Bolsonaro culpa ‘índio e caboclo’ por queimadas e diz que Brasil é alvo de ‘desinformação’

O presidente Jair Bolsonaro (sem partido) culpou indígenas, caboclos, imprensa e ONGs pelas queimadas na Amazônia e Pantanal e pelas consequências da pandemia de coronavírus durante seu discurso na Assembleia Geral das Organização das Nações Unidas (ONU), nesta terça-feira (22).

Em vídeo gravado em português, Bolsonaro disse ter sido vítima de uma campanha de “desinformação”, capitaneada pela imprensa brasileira, que “politizou o vírus” e “disseminou pânico” entre a população sob o lema “fique em casa”. Não citou que, até esta terça, mais de 137 mil brasileiros tinham morrido em decorrência da covid-19.

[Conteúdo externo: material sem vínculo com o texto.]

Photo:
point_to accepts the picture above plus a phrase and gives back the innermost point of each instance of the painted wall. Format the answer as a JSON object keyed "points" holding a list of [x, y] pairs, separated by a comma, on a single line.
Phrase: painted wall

Embora tenha minimizado a gravidade da pandemia, o presidente afirmou aos presentes que alertou a população sobre o vírus “desde o começo”.

Ele se apropriou do auxílio emergencial, sugestão do Congresso Nacional, e e distorceu o valor pago (cinco parcelas de R$ 600 e quatro de R$ 300). “[Nosso governo] concedeu auxílio emergencial em parcelas que somam aproximadamente 1000 dólares para 65 milhões de pessoas”, exagerou. Somadas, as nove parcelas do benefício totalizam R$ 4.200 ou US$ 771,49 na última cotação da moeda americana.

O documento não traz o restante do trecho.